I know. People used to think I was weird because I would eat raw capsica. I would start at the bottom and circle up to the top until nothing was left but the stem and all the seeds hanging off the stem.
 
I haven't been playing too much lately as I have been acclimating to the CPAP nose-device that I am required to use by my new job. So I have been working and sleeping.

I have been zoning out with a rather pedestrian blues progression of Em, Am7, B7sus4 with some chromatic fills between the chords. Over the chords I was playing some pentatonics and a few modes. My goal was to not stay within my scale patterns but to move around the fretboard. It has been somewhat successful.

My wife told me that Heinz is going to merchandise a blend of ketchup and ranch dressing...or 1001 Island dressing as I called it.
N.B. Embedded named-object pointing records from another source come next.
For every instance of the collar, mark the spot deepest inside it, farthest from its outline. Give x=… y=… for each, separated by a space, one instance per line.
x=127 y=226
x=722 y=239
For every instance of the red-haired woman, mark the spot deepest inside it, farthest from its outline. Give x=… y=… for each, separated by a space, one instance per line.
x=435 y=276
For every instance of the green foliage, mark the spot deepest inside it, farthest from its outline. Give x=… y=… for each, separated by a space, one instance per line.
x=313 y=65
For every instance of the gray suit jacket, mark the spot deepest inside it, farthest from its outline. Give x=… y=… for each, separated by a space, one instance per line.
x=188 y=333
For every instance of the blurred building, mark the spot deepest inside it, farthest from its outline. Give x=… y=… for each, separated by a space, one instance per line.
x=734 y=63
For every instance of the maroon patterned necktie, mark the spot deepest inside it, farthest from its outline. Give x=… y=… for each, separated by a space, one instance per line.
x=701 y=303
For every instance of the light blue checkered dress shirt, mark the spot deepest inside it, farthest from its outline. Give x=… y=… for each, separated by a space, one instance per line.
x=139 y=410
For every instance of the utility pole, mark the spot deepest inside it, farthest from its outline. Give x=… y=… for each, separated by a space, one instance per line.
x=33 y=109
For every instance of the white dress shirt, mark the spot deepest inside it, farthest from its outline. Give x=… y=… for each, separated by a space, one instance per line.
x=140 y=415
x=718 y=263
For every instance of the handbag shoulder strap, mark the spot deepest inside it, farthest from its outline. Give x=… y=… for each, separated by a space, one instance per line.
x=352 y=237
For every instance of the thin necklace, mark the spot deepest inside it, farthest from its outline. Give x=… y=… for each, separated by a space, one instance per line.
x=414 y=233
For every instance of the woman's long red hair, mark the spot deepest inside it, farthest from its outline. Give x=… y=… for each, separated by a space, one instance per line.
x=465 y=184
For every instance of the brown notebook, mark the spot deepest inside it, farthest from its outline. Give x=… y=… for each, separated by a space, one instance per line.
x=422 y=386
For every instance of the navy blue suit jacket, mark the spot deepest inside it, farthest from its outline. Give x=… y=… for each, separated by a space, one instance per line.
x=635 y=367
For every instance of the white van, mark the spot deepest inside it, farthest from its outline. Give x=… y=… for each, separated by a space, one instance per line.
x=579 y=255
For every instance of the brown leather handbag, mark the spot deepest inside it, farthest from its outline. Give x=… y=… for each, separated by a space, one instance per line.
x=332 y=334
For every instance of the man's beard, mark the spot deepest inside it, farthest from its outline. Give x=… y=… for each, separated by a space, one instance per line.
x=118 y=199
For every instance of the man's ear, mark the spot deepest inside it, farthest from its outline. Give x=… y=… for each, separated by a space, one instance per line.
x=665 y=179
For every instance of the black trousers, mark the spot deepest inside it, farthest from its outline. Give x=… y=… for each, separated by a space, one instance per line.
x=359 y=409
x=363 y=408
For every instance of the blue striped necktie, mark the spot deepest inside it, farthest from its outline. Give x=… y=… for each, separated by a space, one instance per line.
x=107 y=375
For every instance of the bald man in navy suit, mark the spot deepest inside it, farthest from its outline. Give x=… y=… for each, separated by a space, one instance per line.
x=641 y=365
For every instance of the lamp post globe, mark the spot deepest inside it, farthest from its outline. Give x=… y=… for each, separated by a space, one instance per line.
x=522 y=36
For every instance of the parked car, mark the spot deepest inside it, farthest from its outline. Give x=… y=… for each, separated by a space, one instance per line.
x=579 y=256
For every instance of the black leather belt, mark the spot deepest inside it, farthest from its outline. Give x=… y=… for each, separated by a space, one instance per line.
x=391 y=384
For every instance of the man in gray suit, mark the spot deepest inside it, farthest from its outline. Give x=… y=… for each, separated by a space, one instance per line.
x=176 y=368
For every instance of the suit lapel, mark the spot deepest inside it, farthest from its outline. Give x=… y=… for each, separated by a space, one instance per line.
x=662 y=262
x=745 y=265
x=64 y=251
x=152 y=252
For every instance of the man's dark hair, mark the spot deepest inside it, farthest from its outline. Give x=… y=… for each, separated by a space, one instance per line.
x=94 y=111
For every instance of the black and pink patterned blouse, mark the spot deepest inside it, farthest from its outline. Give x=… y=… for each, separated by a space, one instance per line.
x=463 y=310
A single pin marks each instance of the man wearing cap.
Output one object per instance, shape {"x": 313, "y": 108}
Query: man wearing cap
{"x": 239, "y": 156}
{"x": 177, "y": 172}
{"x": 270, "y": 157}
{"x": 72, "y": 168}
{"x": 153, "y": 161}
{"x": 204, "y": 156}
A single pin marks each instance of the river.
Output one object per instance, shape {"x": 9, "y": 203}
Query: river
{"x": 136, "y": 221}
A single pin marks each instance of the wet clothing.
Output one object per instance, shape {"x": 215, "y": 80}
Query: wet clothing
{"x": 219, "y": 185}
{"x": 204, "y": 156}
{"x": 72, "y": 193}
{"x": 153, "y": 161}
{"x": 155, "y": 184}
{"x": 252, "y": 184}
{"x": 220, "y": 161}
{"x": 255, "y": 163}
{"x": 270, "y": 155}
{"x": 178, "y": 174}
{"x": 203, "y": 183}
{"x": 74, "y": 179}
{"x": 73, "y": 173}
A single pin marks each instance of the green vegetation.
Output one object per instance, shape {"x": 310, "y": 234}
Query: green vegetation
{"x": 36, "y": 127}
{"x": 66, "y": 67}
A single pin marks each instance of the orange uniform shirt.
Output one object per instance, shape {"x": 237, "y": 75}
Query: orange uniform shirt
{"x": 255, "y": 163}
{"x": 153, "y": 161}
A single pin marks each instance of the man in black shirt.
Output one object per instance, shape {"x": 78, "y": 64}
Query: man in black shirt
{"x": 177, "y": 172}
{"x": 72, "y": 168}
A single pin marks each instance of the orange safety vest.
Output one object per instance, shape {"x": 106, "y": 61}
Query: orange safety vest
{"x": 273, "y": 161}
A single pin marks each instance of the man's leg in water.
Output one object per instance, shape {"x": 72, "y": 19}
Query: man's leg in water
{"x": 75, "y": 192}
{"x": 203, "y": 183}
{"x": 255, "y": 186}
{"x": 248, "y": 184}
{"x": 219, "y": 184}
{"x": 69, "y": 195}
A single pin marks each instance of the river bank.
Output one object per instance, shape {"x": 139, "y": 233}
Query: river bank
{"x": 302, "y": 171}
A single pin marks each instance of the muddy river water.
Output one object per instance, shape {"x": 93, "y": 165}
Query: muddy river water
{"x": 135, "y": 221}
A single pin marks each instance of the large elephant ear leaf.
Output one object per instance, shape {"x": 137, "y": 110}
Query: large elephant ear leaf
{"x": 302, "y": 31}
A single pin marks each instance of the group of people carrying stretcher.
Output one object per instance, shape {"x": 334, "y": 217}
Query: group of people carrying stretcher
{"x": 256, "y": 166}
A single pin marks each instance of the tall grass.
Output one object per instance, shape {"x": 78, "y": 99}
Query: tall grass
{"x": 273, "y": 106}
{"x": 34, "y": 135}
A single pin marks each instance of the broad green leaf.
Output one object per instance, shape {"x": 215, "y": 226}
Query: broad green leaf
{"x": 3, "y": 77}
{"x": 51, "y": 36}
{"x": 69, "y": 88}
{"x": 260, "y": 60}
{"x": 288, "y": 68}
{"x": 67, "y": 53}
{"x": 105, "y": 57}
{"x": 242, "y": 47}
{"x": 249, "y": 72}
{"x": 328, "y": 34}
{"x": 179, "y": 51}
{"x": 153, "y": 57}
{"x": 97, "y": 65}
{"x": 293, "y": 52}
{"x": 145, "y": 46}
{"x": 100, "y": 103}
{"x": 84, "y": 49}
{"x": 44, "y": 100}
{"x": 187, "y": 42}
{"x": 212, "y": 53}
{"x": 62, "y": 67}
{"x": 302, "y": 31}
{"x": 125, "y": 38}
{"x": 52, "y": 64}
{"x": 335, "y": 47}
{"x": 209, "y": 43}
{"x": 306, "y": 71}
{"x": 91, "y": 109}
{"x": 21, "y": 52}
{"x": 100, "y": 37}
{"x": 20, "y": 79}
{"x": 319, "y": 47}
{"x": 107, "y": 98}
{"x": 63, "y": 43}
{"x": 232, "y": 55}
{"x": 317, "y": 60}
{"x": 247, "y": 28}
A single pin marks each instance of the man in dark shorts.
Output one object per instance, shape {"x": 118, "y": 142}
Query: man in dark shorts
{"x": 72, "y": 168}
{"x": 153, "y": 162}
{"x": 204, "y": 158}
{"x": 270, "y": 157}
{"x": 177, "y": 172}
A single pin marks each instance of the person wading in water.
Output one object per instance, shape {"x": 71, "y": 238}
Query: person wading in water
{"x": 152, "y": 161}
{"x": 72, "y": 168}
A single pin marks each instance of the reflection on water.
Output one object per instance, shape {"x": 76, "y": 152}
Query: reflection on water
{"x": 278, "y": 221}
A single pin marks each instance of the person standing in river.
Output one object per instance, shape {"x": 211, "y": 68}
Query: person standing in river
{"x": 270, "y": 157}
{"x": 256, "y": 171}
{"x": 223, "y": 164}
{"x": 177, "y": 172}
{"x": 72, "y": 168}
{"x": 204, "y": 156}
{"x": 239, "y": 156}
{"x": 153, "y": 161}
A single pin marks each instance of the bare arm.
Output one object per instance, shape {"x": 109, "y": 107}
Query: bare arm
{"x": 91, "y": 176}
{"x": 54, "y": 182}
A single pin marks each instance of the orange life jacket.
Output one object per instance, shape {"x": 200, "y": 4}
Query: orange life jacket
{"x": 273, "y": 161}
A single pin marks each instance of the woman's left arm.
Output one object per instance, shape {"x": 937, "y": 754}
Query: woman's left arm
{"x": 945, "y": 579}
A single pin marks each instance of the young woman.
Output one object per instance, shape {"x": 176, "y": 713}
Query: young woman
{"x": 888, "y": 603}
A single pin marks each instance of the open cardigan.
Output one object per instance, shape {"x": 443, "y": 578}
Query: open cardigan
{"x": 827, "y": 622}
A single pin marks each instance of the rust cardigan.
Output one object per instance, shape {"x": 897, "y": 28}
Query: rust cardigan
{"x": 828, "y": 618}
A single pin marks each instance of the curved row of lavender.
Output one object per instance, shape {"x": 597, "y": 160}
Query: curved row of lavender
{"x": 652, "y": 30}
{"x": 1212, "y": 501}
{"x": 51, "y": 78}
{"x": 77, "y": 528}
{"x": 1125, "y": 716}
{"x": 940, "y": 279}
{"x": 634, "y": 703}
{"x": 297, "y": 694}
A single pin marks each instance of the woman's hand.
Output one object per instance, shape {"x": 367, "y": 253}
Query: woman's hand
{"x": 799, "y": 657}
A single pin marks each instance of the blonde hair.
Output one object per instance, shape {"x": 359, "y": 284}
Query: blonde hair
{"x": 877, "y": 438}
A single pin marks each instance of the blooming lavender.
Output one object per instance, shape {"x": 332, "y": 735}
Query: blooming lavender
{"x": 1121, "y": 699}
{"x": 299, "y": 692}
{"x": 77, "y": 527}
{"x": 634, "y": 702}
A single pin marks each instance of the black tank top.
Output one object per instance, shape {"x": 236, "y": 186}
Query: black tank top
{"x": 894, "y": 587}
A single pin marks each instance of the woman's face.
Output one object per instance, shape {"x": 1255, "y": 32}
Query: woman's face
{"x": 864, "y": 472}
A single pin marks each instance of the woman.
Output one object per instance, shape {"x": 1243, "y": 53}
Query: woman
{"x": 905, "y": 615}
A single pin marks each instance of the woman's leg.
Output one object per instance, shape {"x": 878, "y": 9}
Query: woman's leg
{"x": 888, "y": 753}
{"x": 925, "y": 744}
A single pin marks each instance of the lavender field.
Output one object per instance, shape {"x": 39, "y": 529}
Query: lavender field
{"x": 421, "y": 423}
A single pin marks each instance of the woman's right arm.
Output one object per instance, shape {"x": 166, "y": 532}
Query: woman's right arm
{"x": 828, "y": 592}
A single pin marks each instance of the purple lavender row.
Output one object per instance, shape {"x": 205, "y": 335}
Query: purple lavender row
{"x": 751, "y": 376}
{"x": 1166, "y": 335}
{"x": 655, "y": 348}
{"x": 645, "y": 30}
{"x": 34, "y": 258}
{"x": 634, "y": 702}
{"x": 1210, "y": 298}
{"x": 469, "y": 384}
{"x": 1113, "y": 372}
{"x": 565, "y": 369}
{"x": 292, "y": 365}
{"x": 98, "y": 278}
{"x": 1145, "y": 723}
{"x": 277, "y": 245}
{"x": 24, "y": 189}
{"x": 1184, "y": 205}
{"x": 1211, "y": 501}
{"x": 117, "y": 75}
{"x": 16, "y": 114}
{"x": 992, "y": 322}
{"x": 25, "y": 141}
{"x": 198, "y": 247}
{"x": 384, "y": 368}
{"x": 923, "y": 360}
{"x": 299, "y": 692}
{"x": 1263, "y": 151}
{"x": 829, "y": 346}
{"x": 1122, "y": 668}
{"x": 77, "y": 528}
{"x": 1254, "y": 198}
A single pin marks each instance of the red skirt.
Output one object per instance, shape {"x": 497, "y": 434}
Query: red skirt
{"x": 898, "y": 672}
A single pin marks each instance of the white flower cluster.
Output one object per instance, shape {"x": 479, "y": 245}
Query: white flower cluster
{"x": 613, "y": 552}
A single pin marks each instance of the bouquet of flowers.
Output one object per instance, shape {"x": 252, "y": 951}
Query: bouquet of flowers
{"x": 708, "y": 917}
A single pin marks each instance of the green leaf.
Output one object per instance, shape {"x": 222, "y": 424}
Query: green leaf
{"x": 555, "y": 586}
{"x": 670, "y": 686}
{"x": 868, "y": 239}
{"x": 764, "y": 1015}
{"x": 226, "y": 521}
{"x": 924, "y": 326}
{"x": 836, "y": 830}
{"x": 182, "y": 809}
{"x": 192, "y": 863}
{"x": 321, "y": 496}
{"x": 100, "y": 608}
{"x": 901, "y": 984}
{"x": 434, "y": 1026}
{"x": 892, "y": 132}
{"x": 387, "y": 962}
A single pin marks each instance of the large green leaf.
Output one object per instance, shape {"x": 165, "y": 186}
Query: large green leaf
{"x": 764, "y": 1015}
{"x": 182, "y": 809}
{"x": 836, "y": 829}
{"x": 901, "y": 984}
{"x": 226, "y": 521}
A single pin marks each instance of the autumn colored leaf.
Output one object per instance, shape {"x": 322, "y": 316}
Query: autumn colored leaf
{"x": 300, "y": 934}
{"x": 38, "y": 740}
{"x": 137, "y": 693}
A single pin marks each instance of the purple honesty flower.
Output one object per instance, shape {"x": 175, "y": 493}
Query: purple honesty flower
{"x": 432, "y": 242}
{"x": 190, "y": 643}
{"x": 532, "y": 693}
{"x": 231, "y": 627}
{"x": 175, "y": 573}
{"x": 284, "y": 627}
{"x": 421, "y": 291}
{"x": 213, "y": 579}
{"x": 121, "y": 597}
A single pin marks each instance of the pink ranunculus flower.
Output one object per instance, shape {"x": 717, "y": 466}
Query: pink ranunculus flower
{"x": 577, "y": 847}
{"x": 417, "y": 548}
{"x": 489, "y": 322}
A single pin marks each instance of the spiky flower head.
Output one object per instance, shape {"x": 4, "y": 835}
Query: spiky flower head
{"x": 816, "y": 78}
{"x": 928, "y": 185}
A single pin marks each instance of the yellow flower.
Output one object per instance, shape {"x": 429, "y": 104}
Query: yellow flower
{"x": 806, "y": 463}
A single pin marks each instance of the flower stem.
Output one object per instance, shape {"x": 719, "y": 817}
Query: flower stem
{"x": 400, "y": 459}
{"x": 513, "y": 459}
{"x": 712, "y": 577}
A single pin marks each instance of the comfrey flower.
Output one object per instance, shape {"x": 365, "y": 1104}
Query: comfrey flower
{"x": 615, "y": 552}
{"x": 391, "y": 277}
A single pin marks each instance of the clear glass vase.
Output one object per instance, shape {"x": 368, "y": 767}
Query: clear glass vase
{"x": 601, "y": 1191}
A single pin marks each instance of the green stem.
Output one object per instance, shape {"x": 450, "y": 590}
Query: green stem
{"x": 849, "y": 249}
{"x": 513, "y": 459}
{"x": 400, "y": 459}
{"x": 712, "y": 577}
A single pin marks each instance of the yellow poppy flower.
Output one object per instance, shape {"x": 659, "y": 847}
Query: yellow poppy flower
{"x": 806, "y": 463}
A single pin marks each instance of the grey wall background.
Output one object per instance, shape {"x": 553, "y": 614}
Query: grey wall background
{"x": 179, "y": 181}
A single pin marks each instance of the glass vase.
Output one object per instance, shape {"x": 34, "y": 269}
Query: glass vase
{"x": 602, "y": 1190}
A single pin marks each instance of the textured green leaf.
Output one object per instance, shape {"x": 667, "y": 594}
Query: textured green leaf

I just shook my head and said "What a world."

I have never had a bottle of either in my house due to philosophical (classist) reasons and because I don't eat food upon which you would slather goop.

I suppose the only condiments I have in the house are my homemade curry mustard, Worchestershire sauce, and Bunster's hot sauce. That isn't to say that I am Spartan (even though I do enjoy bucolic poetry which employs a lot of Doric dialect); I just create flavor during the cooking process with garam marsala, bakharat, zaatar, tarragon, red chile and tomatillo suspensions, and green chile chunks.